5-phophoribosyl-1-pyrophosphate (PRPP) is a potential source of some nucleotides, providing the sugar for addition to the free bases adenine, guanine, and uracil (Yus et al., 2009). PRPP is a product of the pentose phosphate pathway, which is abbreviated in M. pneumoniae, but all the activities that lead to its synthesis from five- and six-carbon sugars are accounted for, although it is unclear what enzyme contributes aldolase activity. Ribulose-5-phosphate (R5P) is the precursor of PRPP, its conversion to PRPP catalyzed by PRPP synthetase, encoded by MPN073 (Yus et al., 2009). R5P itself can derive either from the pentose phosphate pathway or, likely, from ribose-1-phosphate (R1P) yielded by the breakdown of environmental or cytoplasmic RNA. It is likely that MPN066 encodes the enzyme that interconverts R1P and R5P (Yus et al., 2009), but the identity of this protein, which is also annotated as a phosphomannomutase or phosphoglucomutase, has not been experimentally demonstrated. If PRPP can be derived through alternative routes, then a drug targeting either of the pathways might not be useful. Although it is clear that free nucleosides can support the nucleic acid needs for growth of M. pneumoniae (Yus et al., 2009), the relative flux through the PRPP pathway as compared with acquisition of nucleosides from nucleic acids has not been established, so even if this pathway could be inhibited, it is unclear what the impact on M. pneumoniae would be.

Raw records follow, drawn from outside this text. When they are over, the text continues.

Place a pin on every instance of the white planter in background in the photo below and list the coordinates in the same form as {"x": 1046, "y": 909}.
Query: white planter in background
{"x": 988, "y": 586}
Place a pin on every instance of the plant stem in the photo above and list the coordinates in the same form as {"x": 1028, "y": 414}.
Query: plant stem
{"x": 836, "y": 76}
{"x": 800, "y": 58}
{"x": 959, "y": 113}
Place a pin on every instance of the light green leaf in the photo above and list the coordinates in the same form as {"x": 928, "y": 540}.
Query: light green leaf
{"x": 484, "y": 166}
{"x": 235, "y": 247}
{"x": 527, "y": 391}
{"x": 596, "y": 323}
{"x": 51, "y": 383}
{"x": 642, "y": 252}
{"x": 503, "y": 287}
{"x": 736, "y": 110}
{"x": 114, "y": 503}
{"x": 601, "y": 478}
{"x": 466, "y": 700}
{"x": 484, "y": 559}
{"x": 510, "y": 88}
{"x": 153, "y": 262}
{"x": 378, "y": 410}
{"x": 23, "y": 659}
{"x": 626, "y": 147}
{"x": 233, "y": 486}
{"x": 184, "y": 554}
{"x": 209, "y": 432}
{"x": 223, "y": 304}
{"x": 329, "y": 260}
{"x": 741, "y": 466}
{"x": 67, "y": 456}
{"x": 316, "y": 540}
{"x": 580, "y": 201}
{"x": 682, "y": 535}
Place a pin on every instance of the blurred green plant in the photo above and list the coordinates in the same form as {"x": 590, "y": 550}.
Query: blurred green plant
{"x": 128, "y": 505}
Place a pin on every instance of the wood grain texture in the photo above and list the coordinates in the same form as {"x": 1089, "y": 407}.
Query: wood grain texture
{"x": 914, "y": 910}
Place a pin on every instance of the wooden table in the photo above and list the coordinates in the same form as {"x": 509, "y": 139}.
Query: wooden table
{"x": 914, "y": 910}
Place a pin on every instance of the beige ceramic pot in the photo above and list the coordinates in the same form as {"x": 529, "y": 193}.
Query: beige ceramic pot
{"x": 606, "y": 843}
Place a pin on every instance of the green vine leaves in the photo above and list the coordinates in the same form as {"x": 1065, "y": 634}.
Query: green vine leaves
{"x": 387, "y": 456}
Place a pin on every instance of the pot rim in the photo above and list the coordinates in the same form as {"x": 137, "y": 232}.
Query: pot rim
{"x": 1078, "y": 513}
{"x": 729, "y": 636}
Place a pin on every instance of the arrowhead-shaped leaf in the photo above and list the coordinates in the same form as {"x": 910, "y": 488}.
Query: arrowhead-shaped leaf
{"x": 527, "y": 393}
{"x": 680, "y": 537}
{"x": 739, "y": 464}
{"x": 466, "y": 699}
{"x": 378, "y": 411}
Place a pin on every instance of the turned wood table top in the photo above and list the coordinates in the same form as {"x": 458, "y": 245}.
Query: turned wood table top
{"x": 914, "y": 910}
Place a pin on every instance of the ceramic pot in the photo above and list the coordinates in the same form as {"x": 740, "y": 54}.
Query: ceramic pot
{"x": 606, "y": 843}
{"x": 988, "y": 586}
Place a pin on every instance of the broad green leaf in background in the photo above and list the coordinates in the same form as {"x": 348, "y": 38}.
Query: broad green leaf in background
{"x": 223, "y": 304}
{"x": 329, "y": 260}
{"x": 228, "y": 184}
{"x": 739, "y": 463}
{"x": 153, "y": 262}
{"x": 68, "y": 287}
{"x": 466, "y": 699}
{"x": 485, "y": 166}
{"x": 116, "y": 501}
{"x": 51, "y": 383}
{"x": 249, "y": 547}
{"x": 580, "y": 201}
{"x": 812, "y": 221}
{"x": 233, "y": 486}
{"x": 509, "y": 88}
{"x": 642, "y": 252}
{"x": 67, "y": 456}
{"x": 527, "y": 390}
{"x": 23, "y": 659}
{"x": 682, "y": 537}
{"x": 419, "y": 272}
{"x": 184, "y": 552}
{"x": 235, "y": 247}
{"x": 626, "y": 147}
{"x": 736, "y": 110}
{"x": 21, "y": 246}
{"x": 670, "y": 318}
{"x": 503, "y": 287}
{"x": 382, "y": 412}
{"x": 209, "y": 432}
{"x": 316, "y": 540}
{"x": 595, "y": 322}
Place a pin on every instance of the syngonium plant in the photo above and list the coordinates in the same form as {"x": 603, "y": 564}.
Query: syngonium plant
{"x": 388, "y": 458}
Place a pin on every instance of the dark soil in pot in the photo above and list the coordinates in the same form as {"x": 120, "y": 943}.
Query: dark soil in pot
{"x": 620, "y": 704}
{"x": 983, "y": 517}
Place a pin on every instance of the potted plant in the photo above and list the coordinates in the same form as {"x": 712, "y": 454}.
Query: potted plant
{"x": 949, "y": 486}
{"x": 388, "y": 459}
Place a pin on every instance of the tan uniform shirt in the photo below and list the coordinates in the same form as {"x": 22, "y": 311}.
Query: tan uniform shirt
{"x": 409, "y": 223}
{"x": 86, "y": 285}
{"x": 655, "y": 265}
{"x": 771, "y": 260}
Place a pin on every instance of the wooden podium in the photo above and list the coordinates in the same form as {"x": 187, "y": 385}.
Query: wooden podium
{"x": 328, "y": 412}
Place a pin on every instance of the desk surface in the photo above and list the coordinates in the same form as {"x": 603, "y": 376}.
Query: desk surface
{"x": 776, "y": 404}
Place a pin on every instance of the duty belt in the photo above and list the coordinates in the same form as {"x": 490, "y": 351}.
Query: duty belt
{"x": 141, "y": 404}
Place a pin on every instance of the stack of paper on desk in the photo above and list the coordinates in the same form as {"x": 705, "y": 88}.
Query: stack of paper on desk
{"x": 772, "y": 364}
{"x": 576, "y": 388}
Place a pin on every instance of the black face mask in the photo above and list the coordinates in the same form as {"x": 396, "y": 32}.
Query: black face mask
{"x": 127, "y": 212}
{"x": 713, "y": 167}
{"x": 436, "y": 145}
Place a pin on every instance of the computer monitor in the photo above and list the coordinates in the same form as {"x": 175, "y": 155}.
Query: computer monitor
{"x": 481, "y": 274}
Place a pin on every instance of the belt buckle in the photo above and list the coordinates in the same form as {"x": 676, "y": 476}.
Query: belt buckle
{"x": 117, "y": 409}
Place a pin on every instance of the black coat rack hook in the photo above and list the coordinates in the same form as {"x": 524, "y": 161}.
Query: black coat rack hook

The question of how these nucleosides are generated in vivo is therefore open, and the uncertainty concerning the activity of MPN066 is an area worth exploring experimentally in connection with this question. Conversion of adenine, guanine, and uracil to their various phosphorylated forms for incorporation into RNA and their interconversion, including into deoxynucleotides for incorporation into DNA, is catalyzed by a series of enzymes that are widely distributed throughout nature and might therefore not be ideal candidates for targets of drugs for narrow-spectrum activity against M. pneumoniae.

Pyrimidine metabolism is more likely to provide a good narrow-spectrum target. M. pneumoniae appears to lack a CTP synthase enzyme, which would convert UTP to CTP, connecting the PRPP pathway to metabolism of cytosine and thymine nucleotides. MPN256 has been proposed to encode CTP synthase (Yus et al., 2009) and others have proposed the possibility of such an activity (Pachkov et al., 2007), but the evidence is based entirely on bioinformatics approaches and not on biochemical ones. If there is indeed no such activity in M. pneumoniae, then the organism must use sources other than PRPP for the generation of cytosine and thymine nucleotides. CDP can be converted to deoxycytidine and thymine nucleotides (Yus et al., 2009), but the ultimate source of CDP must be DNA and RNA or free nucleosides, and not PRPP. Indeed, among pyrimidines, cytosine is sufficient to support growth of M. pneumoniae in minimal media (Yus et al., 2009). Drugs based on pyrimidine nucleoside analogs have been suggested as good targets for interfering with growth of M. pneumoniae (Wang et al., 2010, 2014), but whether these can be sufficiently specific to avoid killing off commensal microbiota is unknown. Identification and inhibition of the transporters involved in uptake of pyrimidines might also provide useful targets.

Catabolic Targets

Mycoplasma pneumoniae has genes for generation of ATP through both the arginine dihydrolase pathway and catabolism of sugars. It cannot actually metabolize arginine because of disruption to some of the genes of this pathway in all known strains (Rechnitzer et al., 2013; Xiao et al., 2015). Therefore, arginine catabolism is not a pathway that can be successfully targeted in M. pneumoniae. M. pneumoniae can utilize a number of sugars as carbon sources for growth in vitro, including glucose, mannose, fructose, ribose, ascorbate, glycerol, and possibly mannitol, although there is conflicting information about mannitol (Halbedel et al., 2004; Yus et al., 2009). The relative amount of growth from metabolizing each of these has been established under a defined set of conditions, with glucose and mannose outperforming the others by a considerable margin (Yus et al., 2009). Although it is not clear what the most relevant catabolic pathways in vivo are, they would depend upon a combination of substrate availability, affinity of each substrate for its transporter, and the rates of the rate-limiting steps in metabolism of each substrate. Nonetheless, the evolutionary conservation of these metabolic options suggests that they are all useful, and one might anticipate that they come into play at different stages of infection. For example, utilization of ribose by M. pneumoniae is likely to increase later in infection after host cell lysis has occurred, making nucleic acids available.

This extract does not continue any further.